“Yes. If he had not been guillotined, if he had lived long enough, he could have.”
“Don’t you think Lady Mary very lovely, Giles?” said Mrs. Bradley. “She must be as old as I am, I suppose; yet how lovely.”
“She’s not nearly as lovely as you are,” said Giles, poking the fire.
Mrs. Bradley laughed at the absurdity. “That’s loyal—but not accurate, my dear.”
“She’s very pretty, and she’s never had a doubt. She’s always felt that she was lovely and that everyone thought her lovely, and I suppose that preserves the complexion,” said Giles.
“But if everyone thinks one so, is it not likely that one is lovely?” Alix inquired. “And if one is so, why should one not think so oneself?” She considered that Giles was captious.
“No one is as right in every way as she thinks herself,” said Giles. “No one can be so smooth without being artificial. She’s awfully nice, I’m sure; but for beauty, give me Mummy.”

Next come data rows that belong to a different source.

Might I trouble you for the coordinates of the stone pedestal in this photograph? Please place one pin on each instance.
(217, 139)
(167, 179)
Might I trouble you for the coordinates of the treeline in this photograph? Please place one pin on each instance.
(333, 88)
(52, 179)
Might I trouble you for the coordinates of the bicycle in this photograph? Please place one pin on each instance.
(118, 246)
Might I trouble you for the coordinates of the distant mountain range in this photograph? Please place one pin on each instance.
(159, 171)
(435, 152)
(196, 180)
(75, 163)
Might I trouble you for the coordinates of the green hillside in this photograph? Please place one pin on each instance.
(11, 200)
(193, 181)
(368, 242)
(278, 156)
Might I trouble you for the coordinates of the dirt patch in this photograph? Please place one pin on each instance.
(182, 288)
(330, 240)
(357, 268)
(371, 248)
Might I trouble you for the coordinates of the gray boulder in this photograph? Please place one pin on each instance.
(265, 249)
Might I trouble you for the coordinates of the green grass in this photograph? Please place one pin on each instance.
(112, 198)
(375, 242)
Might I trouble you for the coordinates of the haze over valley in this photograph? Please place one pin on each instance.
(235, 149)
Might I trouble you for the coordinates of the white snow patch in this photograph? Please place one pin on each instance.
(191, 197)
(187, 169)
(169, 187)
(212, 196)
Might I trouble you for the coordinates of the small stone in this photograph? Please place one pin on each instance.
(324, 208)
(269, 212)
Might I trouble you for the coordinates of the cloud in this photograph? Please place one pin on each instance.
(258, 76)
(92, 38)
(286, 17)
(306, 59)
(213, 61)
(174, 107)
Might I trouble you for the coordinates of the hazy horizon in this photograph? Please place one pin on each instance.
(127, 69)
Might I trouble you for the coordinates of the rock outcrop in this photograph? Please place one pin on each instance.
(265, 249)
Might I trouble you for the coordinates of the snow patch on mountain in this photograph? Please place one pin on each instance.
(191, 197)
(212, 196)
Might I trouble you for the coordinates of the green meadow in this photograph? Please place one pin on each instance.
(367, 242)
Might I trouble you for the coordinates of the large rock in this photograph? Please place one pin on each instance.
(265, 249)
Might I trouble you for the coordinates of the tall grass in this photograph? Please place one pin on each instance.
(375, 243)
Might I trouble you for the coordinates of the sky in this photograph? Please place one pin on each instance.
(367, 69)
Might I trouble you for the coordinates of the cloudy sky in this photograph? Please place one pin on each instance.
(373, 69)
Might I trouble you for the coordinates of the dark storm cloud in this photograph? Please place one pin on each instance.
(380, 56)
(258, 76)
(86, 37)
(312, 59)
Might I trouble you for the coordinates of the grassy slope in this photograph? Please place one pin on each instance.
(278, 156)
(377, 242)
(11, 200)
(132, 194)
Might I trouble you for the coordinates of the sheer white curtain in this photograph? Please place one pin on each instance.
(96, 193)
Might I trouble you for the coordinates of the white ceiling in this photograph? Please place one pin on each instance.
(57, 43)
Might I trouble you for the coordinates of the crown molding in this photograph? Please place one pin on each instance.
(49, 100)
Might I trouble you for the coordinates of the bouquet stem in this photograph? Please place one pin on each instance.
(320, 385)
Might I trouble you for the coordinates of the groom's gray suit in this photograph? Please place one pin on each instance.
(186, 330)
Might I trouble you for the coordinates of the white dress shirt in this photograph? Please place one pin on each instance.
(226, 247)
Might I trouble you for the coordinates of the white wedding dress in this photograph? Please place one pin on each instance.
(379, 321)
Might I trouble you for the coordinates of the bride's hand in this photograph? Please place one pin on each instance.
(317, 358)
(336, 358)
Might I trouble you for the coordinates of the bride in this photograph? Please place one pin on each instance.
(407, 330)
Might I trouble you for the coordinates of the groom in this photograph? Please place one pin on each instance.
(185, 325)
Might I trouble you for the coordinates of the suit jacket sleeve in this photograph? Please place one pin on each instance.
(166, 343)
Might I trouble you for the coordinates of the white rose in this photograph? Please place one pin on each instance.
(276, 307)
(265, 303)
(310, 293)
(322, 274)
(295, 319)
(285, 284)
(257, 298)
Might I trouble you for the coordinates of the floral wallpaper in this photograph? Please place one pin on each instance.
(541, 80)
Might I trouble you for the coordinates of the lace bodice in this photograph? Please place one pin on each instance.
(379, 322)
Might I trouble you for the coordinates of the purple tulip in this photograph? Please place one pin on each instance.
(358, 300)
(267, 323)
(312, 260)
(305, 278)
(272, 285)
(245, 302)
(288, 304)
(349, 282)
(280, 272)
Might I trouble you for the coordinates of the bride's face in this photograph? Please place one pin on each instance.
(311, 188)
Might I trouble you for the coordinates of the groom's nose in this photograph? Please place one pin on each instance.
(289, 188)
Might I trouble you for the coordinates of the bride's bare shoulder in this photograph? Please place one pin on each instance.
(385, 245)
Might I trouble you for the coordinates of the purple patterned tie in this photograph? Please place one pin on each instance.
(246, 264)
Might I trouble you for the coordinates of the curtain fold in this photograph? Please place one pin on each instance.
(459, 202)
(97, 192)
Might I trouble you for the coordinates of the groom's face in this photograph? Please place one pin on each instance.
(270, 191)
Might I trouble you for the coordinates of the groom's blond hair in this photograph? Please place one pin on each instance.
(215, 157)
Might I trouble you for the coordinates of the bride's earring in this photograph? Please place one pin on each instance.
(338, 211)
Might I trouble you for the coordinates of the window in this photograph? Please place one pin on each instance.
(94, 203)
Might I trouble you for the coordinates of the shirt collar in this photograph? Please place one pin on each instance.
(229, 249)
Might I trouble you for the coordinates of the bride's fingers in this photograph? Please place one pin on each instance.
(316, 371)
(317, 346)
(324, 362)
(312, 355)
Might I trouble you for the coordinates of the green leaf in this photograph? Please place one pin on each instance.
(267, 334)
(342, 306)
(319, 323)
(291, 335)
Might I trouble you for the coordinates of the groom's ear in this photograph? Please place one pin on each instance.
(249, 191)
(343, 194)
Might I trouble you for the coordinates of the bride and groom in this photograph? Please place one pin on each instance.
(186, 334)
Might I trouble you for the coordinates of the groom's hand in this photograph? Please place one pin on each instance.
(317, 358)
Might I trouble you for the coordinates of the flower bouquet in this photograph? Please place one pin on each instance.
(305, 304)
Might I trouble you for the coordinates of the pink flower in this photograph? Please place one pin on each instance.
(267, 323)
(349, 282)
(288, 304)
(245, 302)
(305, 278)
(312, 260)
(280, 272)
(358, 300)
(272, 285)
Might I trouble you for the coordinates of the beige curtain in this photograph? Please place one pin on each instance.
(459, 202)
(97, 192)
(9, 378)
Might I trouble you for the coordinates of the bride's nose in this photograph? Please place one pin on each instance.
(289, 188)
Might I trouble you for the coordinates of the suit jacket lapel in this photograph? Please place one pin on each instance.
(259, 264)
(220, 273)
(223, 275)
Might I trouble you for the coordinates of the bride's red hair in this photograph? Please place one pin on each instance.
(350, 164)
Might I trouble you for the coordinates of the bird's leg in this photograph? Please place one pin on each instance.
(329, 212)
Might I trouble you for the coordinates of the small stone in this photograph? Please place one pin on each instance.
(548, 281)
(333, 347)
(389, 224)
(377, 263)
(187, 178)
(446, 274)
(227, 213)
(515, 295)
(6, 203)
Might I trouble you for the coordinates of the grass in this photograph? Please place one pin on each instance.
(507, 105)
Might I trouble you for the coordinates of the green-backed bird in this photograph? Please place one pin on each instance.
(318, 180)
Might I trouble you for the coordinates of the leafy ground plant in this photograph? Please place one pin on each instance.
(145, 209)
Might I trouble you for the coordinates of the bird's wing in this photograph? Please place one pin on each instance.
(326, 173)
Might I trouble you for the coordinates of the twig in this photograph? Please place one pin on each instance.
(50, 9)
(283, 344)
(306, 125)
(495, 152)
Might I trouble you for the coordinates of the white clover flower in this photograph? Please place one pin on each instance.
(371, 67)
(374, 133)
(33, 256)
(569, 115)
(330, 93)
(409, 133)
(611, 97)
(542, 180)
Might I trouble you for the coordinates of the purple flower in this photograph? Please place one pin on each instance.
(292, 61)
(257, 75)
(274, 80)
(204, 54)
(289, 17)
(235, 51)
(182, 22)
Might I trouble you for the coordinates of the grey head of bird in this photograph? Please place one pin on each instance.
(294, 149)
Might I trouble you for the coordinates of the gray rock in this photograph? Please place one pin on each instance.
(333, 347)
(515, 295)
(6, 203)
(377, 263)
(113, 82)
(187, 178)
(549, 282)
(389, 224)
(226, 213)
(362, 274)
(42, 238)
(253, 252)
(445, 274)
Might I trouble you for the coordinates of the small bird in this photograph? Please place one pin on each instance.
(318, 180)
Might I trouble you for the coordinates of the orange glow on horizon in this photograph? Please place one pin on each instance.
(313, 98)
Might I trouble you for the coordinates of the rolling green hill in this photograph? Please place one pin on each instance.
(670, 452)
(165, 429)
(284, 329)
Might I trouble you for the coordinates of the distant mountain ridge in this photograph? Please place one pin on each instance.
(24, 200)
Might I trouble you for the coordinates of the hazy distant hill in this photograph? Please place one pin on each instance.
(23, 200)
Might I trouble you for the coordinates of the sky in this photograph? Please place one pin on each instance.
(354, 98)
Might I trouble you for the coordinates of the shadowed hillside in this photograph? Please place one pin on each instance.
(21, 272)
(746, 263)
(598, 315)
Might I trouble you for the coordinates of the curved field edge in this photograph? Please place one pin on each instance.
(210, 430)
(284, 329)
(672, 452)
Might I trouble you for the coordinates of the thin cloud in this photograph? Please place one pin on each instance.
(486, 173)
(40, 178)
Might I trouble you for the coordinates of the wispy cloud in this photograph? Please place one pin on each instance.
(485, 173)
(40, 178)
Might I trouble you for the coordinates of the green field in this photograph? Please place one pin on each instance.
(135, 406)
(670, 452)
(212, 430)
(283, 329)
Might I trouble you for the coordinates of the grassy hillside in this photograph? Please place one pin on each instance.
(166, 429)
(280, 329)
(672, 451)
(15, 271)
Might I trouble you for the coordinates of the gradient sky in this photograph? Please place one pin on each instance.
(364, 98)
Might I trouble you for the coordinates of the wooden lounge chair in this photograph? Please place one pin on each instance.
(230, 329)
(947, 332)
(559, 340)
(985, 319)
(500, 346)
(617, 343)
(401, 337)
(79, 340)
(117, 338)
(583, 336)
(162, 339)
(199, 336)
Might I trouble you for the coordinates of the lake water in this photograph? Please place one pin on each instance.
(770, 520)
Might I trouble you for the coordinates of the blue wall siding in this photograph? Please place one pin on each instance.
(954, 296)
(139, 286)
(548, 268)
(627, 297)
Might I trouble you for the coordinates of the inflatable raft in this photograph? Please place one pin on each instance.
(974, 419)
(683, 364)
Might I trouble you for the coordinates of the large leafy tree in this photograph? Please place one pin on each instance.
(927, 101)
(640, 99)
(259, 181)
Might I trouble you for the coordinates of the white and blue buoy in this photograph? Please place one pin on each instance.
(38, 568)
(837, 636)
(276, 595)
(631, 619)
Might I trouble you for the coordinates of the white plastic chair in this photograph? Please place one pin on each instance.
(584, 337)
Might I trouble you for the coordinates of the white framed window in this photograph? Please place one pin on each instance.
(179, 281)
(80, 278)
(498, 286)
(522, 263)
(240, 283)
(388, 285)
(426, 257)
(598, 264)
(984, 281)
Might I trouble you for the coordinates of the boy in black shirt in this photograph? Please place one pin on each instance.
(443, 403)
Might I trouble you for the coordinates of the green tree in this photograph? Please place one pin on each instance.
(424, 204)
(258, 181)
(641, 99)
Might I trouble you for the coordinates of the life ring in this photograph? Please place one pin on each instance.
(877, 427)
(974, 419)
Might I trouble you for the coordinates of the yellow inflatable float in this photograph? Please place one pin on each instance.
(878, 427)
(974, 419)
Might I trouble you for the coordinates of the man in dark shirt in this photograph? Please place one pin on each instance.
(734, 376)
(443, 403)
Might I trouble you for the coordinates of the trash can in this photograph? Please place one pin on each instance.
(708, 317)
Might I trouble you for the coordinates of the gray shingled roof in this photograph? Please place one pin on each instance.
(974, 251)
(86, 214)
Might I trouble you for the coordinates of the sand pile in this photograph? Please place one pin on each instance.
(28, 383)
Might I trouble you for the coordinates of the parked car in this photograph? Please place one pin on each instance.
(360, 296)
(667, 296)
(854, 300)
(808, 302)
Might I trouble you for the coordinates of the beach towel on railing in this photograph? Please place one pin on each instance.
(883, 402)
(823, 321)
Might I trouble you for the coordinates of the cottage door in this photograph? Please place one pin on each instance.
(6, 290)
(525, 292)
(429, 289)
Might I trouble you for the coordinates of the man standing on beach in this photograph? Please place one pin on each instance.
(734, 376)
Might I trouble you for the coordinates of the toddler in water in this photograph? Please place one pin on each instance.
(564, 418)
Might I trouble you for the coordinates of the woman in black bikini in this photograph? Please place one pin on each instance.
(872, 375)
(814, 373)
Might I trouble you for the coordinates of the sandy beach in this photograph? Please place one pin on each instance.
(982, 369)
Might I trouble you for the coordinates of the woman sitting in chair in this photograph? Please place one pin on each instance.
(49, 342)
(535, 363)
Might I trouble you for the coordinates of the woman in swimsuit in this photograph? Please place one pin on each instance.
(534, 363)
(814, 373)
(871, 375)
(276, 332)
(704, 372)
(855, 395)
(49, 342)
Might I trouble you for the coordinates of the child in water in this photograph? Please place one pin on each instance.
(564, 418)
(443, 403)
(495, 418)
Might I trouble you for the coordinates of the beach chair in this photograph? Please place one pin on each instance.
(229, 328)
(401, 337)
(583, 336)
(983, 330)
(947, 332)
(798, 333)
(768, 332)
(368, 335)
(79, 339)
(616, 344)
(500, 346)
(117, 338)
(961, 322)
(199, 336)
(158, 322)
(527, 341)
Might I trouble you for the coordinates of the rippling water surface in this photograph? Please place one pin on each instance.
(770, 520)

It would not be polite to contradict him, but Alix, too, thought Giles absurd.
CHAPTER X
She and Mrs. Bradley motored home together next day. It had stopped raining and the air had the unexpected softness that mid-winter in England can mitigatingly display. Alix had never yet seen so much of Mrs. Bradley as on this drive. She was the most occupied person; she was always immersed in occupations; and to have her beside one, with nothing to occupy her except driving the car, was to see her with a new completeness. Mrs. Bradley was only not intimate because absorbed in affairs remote from her own interests. She was not even intimate with her own children, for Alix could not remember ever having heard her talk with them about herself. She tenderly took them for granted and took for granted—too much, Alix considered—their capacity for directing their own lives once the main lines were laid out for them. But to-day, with its sense of interlude, no papers to read, no committees to attend, it was as if without becoming intimate she became confiding. It touched Alix to hear her. It touched her because she felt that Mrs. Bradley must so often need to confide and would not know it. She talked to her about Giles. “I know he’ll do well. I know he will be useful. Giles will always pull his weight wherever he is,” she said, and the conception of life as a boat where one’s meaning consisted in pulling one’s weight was a very new one to Alix. When his mother so spoke, she saw Giles sitting, half stripped, in the chilly English air, grey water beneath, grey sky above, bent to the oars among comrades and ready for the word of command. That was what his mother desired for him; that strenuous, rigorous life. Maman did not think of life like that. She wanted no rigours for her child. She didn’t care a bit about her being useful. Other people were to be of use to her and she was to enjoy herself. That was Maman’s idea.